The ranunculus, a cold-hardy perennial, is known for layer upon delicate layer of vibrantly colored, paper-thin petals. Growing 12 to 24 inches tall with a 6- to 12-inch spread, ranunculus plants sport grass-green foliage and 3- to 10-inch wide blooms in a vast array of shades. Ranunculus flowers grow from tubers, shaped like a minuscule bunch of bananas, divided into four size classes, including jumbo, No. 1, No. 2 and No. 3. Whether planted individually, in decorative containers or in dramatic mass plantings, ranunculuses add extraordinary beauty to any landscape.

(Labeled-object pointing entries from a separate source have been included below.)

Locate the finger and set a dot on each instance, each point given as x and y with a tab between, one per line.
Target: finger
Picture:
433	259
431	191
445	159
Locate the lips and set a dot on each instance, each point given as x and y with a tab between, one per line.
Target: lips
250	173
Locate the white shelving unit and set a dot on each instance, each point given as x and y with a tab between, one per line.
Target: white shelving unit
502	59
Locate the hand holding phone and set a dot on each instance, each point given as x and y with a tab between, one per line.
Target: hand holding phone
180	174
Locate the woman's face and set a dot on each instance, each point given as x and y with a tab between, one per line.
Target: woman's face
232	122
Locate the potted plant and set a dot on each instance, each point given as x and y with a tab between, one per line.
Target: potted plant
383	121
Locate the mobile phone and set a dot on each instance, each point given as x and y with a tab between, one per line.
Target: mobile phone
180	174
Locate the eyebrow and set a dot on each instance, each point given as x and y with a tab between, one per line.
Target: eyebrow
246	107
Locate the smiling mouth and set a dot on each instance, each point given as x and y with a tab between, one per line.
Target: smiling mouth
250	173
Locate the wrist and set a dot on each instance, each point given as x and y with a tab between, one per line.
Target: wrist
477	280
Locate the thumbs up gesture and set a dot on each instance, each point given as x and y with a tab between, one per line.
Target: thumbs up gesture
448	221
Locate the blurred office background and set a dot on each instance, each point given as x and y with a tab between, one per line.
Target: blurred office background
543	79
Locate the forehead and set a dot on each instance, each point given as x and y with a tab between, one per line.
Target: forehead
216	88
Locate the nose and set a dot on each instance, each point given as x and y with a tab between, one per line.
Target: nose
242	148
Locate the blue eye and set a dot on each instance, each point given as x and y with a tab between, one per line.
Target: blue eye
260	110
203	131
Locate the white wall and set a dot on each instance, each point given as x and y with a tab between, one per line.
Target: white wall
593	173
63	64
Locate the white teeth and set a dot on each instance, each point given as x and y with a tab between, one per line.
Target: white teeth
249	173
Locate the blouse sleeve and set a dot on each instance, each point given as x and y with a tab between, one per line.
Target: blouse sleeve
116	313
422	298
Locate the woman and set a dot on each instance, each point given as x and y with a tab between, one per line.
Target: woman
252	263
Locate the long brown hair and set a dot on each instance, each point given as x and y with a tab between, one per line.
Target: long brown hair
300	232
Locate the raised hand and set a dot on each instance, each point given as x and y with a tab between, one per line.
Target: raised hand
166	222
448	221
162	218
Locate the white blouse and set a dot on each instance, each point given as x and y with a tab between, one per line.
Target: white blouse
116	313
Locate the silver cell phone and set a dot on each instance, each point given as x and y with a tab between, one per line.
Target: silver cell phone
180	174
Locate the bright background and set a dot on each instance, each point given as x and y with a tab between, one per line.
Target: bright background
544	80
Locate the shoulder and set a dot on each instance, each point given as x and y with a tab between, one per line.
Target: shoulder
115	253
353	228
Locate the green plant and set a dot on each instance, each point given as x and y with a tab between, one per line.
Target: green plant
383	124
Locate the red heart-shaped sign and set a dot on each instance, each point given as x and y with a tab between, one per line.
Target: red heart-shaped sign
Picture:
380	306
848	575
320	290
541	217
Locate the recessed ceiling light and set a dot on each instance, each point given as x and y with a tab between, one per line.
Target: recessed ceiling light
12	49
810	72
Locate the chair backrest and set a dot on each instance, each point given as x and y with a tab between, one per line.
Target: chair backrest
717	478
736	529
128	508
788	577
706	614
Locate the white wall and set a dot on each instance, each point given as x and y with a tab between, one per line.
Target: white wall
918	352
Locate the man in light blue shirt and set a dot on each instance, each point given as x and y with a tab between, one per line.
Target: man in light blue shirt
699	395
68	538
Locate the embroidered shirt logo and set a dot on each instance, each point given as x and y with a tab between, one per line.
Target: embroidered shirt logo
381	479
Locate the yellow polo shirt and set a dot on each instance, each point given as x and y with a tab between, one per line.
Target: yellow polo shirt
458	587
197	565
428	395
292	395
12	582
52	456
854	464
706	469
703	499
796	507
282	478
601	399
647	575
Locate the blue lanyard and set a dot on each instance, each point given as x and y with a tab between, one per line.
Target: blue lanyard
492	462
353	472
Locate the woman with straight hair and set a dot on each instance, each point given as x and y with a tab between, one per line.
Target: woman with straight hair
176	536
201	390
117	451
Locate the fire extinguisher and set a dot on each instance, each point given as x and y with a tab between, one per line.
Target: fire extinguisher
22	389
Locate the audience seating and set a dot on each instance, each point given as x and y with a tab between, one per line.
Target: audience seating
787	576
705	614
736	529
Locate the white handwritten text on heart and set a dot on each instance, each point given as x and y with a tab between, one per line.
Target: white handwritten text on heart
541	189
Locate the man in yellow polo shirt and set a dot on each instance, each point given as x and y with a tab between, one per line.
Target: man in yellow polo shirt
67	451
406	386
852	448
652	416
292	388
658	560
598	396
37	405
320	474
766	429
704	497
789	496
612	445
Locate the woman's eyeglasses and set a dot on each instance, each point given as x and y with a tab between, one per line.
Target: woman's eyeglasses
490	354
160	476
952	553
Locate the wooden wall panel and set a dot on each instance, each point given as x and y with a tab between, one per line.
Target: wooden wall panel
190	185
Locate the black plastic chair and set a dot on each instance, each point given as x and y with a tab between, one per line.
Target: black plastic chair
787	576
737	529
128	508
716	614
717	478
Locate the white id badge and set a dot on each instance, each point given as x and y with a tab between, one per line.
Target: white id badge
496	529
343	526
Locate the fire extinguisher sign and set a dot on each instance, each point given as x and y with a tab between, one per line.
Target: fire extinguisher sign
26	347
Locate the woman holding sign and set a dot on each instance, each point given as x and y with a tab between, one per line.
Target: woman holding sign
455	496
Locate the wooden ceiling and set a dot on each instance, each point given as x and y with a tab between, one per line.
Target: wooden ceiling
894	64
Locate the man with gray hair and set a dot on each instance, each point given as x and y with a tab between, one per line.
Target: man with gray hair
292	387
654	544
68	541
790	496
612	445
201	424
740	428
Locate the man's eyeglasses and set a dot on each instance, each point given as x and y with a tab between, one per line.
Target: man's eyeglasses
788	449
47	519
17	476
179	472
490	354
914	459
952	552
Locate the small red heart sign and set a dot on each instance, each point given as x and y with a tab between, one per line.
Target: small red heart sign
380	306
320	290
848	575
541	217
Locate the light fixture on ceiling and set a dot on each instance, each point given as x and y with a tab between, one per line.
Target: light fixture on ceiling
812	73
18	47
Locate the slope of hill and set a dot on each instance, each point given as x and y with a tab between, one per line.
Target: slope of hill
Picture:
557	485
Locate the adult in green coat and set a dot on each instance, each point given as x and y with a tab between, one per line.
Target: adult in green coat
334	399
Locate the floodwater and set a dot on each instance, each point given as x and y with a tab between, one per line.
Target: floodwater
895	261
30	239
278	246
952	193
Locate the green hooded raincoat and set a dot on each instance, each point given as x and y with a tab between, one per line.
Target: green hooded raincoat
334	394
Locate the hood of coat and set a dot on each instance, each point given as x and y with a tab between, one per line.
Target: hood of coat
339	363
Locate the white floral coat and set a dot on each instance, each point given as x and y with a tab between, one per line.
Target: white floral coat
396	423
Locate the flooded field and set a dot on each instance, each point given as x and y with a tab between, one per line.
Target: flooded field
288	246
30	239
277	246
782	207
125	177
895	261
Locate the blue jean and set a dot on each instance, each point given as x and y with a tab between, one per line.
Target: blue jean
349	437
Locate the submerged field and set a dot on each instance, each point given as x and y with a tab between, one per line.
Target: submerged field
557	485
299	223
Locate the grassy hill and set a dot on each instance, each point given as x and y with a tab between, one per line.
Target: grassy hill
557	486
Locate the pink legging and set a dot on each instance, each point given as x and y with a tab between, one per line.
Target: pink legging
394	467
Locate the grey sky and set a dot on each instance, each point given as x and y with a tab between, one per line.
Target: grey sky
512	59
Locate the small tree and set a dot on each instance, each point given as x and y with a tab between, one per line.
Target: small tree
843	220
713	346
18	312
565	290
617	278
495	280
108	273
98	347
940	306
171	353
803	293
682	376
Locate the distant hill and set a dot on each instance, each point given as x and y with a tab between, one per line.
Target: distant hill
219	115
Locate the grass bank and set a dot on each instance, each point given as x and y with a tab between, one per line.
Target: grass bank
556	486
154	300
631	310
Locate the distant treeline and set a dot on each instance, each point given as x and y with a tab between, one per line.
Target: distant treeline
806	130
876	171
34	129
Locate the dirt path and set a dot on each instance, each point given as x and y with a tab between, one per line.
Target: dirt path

Choose planting locations that offer well-draining soil and full sunlight. Equal amounts of coarse sand and organic compost can be worked into the planting site to improve drainage, especially for clay soil types.
Wait to plant ranunculus tubers until 1 to 2 weeks before the last frost for colder climates with harsh winters. In warmer climates, bulbs can be planted in late fall for late winter/early spring blooms.
Make a 1- to 2-inch hole and place the ranunculus tuber in with claws (resembling a bunch of tiny bananas) pointing down. Once the tuber is situated properly, cover with a thin layer of soil.
Space tubers according to type. Jumbo tubers should be planted 8 to 12 inches apart, while smaller tubers need only 4 to 6 inches of space.
Water tubers thoroughly to set, then cover with a 2- to 4-inch layer of mulch. The National Gardening Association recommends bark, straw or coco hulls.
Wait until sprouts appear before watering again. Germination typically takes 15 to 20 days.